Contemporary morals are like a minefield shrouded in a toxic mist. Some lurch forward blindly and are lost, and many shrink back in the face of the threat. But retreat offers no security, for the mist is all around and spreading. What to do? The cure for ignorance is knowledge; the solvent of confusion is clarity; the antidote for bad arguments is sound reasoning.

Against this background and with those remedies in mind, Australian Catholic University has launched EthicsFinder.com. Patrick Langrell, formerly of the Berggruen Institute in Los Angeles and now a director of operations at ACU, is the founder and curator. The Finder is a free online resource intended primarily, but not exclusively, for Catholics who want to understand ethical issues and the ideas and arguments relating to them. 

Users can type in a word or phrase for a page with a brief micro-article introducing the topic, along with a row of headings indicating different kinds of resources: Articles, Books, Videos, and Faith. There are currently six themes (Life, Love, Politics, Ethics, Philosophy, Culture), and a hundred and twenty topics and introductory micro-articles (written by yours truly).

The first three resource headings (Articles, Books, Videos) include a wide range of material, secular as well as religious, critical as well as affirmative. Faith gathers important Catholic documents: encyclicals, Vatican declarations and reports, and statements and guidance from bishops’ conferences. These will help those who want to know what the Church teaches and advises. The thousands of curated items, including many video recordings of talks and lectures, have been gathered to assist not only Catholics, but scholars, teachers, students, journalists and commentators, and the educated and curious public.  

To ensure breadth of coverage and quality of curation, EthicsFinder has a twelve-person advisory board (of which I am chair). Members include Roger Crisp (Oxford), Anthony Fisher (Catholic Institute of Sydney), Kevin Flannery (Gregorian), William Hurlbut (Stanford), Philip Pettit (ANU), Thomas Joseph White (Angelicum), and Candace Vogler (Chicago). 
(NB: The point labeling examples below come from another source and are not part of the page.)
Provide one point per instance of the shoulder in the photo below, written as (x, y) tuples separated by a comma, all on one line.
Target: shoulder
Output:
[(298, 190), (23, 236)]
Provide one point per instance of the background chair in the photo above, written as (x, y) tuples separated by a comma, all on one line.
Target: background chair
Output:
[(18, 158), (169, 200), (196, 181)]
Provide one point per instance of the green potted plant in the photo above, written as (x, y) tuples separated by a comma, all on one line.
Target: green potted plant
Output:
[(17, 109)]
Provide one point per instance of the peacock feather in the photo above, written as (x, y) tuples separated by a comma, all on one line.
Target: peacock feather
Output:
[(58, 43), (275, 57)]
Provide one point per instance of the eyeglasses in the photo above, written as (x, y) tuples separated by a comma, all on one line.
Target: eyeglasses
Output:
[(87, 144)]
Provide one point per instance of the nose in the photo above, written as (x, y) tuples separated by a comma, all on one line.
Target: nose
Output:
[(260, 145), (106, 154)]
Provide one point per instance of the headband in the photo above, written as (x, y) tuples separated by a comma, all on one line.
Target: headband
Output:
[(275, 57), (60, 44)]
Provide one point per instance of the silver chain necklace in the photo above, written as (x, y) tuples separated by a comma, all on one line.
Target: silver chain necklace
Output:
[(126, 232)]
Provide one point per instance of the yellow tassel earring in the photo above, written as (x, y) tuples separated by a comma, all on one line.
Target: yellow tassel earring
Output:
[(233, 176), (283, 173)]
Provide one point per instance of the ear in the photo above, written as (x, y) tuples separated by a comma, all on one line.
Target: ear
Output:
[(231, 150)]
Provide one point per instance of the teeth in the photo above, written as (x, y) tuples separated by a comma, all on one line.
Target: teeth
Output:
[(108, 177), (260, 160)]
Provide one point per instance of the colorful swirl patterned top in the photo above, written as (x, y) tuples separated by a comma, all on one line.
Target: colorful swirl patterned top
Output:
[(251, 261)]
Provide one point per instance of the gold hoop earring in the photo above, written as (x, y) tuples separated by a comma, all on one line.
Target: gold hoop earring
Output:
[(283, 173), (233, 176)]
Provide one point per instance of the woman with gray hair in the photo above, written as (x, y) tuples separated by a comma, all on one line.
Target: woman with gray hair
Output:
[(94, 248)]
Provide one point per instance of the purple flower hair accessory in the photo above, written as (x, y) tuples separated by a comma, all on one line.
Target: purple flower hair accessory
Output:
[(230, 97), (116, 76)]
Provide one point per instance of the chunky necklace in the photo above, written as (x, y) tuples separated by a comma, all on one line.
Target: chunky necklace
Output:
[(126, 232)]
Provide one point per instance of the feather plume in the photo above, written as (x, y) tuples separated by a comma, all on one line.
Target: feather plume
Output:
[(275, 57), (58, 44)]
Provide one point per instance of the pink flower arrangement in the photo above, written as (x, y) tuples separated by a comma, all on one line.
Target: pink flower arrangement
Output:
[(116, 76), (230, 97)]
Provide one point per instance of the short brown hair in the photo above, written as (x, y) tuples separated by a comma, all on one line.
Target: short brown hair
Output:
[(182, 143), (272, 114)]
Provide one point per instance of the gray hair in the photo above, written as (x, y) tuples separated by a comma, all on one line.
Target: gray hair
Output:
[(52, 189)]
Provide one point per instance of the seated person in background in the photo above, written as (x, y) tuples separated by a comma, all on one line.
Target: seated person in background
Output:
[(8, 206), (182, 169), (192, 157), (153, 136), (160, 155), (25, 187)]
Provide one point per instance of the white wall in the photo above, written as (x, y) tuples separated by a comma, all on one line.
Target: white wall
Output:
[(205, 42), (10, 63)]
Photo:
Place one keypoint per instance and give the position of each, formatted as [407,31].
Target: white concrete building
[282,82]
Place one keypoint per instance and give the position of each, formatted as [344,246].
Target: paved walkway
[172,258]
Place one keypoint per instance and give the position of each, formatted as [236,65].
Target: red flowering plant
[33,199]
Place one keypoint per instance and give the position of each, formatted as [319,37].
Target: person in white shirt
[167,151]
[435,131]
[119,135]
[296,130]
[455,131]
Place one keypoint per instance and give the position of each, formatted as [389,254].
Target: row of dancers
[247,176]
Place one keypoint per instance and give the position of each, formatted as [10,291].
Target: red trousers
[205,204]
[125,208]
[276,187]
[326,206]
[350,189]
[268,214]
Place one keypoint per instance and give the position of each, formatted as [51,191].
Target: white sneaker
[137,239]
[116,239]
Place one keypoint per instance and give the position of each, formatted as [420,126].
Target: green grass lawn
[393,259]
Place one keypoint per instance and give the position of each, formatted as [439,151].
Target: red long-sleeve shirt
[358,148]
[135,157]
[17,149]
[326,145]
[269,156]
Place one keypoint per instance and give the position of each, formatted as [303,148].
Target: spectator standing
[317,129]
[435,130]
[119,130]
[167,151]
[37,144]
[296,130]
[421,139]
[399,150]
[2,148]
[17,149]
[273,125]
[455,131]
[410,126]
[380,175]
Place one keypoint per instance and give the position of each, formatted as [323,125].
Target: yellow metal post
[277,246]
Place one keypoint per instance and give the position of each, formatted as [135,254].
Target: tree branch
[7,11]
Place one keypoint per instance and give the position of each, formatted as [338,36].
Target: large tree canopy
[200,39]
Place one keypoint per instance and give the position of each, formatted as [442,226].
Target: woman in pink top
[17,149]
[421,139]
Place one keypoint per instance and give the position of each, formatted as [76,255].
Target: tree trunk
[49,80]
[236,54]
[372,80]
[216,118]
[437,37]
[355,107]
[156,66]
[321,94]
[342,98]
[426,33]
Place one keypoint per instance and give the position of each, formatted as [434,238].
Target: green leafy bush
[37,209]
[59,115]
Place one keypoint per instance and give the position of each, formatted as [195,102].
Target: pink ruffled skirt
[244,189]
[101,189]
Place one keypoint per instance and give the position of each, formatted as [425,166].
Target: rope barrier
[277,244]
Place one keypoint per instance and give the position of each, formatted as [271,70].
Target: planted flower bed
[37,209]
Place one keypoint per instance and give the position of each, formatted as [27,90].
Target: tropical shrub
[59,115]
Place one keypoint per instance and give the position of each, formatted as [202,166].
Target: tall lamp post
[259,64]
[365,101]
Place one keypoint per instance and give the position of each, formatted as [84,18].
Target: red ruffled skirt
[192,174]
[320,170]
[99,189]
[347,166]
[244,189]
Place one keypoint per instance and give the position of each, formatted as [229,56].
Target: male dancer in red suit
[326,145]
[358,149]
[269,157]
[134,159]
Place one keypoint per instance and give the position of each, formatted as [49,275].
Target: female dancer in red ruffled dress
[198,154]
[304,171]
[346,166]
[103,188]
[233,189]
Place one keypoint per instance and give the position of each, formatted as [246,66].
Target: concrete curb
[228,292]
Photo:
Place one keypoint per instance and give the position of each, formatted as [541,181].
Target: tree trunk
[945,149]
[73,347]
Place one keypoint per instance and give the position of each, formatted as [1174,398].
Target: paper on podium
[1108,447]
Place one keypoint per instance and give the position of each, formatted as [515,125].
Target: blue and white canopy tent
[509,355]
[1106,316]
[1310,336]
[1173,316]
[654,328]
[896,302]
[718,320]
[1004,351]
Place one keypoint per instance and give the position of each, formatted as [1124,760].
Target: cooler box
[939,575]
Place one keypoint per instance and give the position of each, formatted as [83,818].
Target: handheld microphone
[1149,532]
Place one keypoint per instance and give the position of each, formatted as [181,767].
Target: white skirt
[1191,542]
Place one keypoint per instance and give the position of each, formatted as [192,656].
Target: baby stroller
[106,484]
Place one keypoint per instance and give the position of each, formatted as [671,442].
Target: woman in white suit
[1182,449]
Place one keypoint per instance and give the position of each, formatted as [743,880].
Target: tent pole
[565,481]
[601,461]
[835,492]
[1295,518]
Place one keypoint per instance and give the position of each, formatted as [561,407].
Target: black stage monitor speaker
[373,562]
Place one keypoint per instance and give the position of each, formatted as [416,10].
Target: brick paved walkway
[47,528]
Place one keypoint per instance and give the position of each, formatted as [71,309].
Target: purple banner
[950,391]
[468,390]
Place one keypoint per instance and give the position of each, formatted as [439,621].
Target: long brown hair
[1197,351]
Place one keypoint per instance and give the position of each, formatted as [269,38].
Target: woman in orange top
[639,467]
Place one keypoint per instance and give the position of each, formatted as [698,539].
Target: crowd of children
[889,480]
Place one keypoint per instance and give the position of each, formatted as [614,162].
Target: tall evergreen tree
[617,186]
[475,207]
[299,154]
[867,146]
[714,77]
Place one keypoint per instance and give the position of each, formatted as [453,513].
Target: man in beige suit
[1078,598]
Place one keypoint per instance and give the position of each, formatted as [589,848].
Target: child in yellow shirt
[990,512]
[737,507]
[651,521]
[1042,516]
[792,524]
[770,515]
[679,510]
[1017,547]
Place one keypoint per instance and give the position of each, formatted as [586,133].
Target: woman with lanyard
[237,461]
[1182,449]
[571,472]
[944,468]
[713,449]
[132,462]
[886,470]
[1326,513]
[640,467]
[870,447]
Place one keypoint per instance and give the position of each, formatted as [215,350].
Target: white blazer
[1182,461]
I conclude with one apt topic description, as a taster:

Conscience. In its modern use, deriving from 18th-century moral psychology, conscience refers to a supposed faculty or capacity naturally possessed by human beings by which they are able to tell right from wrong and which troubles them if they act against its determinations. Thus, we have such expressions as “consult your conscience,” “what does your conscience tell you,?” “my conscience has been troubling me.” These indicate that conscience is thought of as an internal voice or companion that a person can listen to and take guidance from. This notion then came to be undermined by theories that explained the impression of an inner voice as being a result of the internalization of the voice of external authorities. In earlier Christian moral theology, primarily in the work of Thomas Aquinas conscience (conscientia) is the capacity for reasoned deliberation about what is the right thing to do in a particular situation, an exercise of practical wisdom or prudence (prudentia). There is a so-called “paradox” of conscience, namely the belief that it is always right to do what conscience prescribes even where what one’s conscience judges is right is actually wrong. Resolving the paradox involves pointing out that there can be faulty conscience and hence a need for a well-formed conscience to be got from moral education.

John Haldane is professor of philosophy of education at Australian Catholic University.